The first article in this series introduced the concept, “tyranny of or,” focusing on limitations of traditional item analysis in English language arts. In this follow-up, we delve deeper into modern item analysis informed by the science of reading to improve data-driven instruction and reading achievement.
We explore real-world scenarios where educators encounter challenges interpreting item analysis from standards-based ELA assessments and use these examples to illustrate effective diagnostic approaches. Commentary follows, culminating in a set of guiding principles to optimize use of item analysis data in ELA.
Scenario 2: Identifying Student Errors & Profiling Student Strengths & Weaknesses
Mrs. Profile Pinpoints Intervention
Javier, a multilingual first grader, completes the STAR Phonics assessment, designed to highlight strengths and weaknesses across phonics categories. Upon review, Mrs. Profile notices several students, including Javier, struggle with decoding common vowel teams—a skill aligned with standard RF 2.3. Since these students have mastered simpler CVC words, Mrs. Profile focuses on targeted instruction to address their needs.
To pinpoint the specific vowel teams causing difficulty, Mrs. Profile administers a STAR Phonics Diagnostic for vowel teams. The results suggest Javier needs additional support with the vowel teams “oi” and “aw.” While refining instruction can be challenging, this item analysis gives Mrs. Profile a clear direction on tailoring her approach and enhancing Javier’s reading skills. A few months later, her targeted intervention pays off as Javier shows significant progress.
In this scenario, Mrs. Profile used item analysis from the diagnostic assessment to provide just-right support to close phonics skills gaps and ensure Javier had the decoding skills to access grade level texts. When educators have data profiles pinpointing students’ errors, then they can deliver interventions and assign purposeful practice to prevent students from making the same mistakes (Kern & Hosp, 2018). Vowel teams? Checked off!
Scenario 3: Identifying Objectives or Standards Not Mastered
Mr. Stan R. Mastered Adjusts Alignment
Mr. Stan R. Mastered, a seventh-grade ELA teacher, reviews state assessment results and notes his students performed below the state average on standard RL 7.3, which involves analyzing interactions between story elements. This low performance is consistent across multiple years. Puzzled, Mr. Mastered investigates a released assessment question expecting it to focus on setting, but instead, the question asks what the contrasting descriptions of two towns reveal about a character’s feelings.

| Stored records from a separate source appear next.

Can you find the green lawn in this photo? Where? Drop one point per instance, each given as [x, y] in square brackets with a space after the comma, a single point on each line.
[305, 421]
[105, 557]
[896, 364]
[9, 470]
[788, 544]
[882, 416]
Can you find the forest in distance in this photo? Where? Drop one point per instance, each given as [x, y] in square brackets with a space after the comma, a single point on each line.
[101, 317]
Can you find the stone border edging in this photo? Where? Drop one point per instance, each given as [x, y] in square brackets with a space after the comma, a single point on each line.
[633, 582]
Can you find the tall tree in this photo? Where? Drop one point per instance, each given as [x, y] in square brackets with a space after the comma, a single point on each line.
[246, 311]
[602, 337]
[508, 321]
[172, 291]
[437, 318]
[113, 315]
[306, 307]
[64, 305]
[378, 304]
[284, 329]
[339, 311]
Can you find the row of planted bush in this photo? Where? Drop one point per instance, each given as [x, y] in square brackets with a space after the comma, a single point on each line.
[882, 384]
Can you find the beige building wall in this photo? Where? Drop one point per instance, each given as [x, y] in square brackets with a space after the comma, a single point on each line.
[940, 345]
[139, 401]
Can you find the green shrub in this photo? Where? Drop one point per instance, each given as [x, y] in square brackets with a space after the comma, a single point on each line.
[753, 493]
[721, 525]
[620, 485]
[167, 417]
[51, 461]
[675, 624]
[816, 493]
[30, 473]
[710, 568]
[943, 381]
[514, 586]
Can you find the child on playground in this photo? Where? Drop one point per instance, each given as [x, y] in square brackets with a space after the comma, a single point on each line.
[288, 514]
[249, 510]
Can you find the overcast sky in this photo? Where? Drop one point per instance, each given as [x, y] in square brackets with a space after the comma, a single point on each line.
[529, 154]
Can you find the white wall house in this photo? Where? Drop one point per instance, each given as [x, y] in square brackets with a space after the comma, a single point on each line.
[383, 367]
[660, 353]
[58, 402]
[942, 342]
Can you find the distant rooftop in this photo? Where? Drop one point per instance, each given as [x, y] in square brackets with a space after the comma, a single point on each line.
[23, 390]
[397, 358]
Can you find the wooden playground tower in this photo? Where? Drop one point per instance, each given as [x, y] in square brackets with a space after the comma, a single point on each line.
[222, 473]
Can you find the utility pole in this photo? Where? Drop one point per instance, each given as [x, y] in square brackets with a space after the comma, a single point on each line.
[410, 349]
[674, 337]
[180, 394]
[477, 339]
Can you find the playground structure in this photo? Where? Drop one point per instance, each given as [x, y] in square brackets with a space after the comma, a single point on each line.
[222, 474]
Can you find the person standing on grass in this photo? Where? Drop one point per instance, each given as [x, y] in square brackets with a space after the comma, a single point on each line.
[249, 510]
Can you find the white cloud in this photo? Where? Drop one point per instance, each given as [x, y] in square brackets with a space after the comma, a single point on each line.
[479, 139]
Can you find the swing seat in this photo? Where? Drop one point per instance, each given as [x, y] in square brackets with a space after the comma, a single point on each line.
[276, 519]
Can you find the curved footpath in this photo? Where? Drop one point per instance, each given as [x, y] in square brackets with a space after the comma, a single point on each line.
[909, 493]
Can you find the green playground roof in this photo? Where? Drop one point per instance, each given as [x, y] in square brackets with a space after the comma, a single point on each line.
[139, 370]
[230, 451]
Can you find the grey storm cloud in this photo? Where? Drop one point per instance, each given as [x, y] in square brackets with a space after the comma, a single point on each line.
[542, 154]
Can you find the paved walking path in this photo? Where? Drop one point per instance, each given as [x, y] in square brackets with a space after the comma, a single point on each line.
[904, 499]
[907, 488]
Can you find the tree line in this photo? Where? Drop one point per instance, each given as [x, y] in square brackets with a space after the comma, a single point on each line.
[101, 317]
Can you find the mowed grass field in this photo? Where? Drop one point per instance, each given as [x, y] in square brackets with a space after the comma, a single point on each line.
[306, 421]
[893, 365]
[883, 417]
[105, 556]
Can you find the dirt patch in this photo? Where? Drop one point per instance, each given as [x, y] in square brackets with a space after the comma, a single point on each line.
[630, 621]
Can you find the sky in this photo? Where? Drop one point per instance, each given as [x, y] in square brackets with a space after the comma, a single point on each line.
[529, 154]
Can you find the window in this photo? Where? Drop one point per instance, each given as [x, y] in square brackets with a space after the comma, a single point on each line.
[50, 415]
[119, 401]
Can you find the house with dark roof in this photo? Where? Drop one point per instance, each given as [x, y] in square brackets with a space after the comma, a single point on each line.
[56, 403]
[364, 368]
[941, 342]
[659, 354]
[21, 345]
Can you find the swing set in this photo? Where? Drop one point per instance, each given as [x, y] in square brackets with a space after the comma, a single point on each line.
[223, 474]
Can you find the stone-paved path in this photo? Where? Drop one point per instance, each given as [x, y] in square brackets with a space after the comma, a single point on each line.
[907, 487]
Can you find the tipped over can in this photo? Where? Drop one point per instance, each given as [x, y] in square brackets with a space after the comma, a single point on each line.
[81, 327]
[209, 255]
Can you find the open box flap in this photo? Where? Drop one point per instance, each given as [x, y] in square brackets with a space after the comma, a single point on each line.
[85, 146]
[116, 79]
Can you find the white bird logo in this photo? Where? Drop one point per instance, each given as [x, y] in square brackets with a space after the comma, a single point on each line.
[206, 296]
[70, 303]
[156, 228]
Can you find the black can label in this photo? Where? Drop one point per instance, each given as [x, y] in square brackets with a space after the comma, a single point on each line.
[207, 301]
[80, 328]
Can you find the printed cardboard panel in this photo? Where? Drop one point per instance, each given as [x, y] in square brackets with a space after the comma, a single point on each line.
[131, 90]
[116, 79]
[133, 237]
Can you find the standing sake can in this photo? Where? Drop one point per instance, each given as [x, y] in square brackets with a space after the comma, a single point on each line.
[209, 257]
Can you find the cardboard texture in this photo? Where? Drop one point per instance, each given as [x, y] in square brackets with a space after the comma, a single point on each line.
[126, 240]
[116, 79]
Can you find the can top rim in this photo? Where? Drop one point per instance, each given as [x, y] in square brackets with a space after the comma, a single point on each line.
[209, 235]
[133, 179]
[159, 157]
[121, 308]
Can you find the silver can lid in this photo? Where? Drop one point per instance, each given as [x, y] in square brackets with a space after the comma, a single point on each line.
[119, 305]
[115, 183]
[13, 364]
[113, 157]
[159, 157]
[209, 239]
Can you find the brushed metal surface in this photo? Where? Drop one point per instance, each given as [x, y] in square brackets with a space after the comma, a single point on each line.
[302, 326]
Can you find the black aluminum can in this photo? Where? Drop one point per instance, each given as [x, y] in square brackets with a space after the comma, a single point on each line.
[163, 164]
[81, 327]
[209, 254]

He realizes the question is not about identifying setting; it’s about analyzing how setting impacts the character’s emotions. His classroom activities involve identifying and describing settings—a fourth-grade skill—rather than analyzing how setting influences plot or characters, as required by the seventh-grade standard. To bridge this gap, Mr. Mastered researches strategies to align his instruction better with RL 7.3.
This scenario highlights the importance of using item analysis to identify gaps in standards mastery and ensure curricular alignment with grade-level expectations. Diagnosing misalignment allows teachers to adjust instruction to meet grade-level expectations, ensuring students spend time on appropriate, challenging tasks (Moore, Garst, & Marzano, 2015; TNTP, 2018).
One advantage of this diagnostic approach encourages deep examination of grade-level standards and facilitates cross-grade conversations to support vertical alignment (Moore, Garst, Marzano, 2015) as students often spend over 500 hours per year on assignments that are not grade-appropriate (TNTP, 2018) By refining his approach, Mr. Mastered aims to close curriculum gaps and elevate student performance. Alignment adjusted!
Scenario 4: Identifying Student Knowledge Structures
Mrs. Dee Mand Raises Rigor
Curriculum director Mrs. Dee Mand examines fifth-grade state test results and notices a puzzling outcome: only 25% of students answered one item on standard RL 5.6 correctly, while nearly 100% answered a second item correctly. The district’s mCLASS data, as well as common assessment scores suggest students mastered decoding skills.
Investigating further, she finds that both items are based on the same passage but differ in cognitive demand. The first item, a DOK level 3 question, asks, “How does the author develop the speaker’s perspective throughout the story?” The second, a DOK level 2 question, asks, “How is the speaker’s perspective developed in paragraph 2?”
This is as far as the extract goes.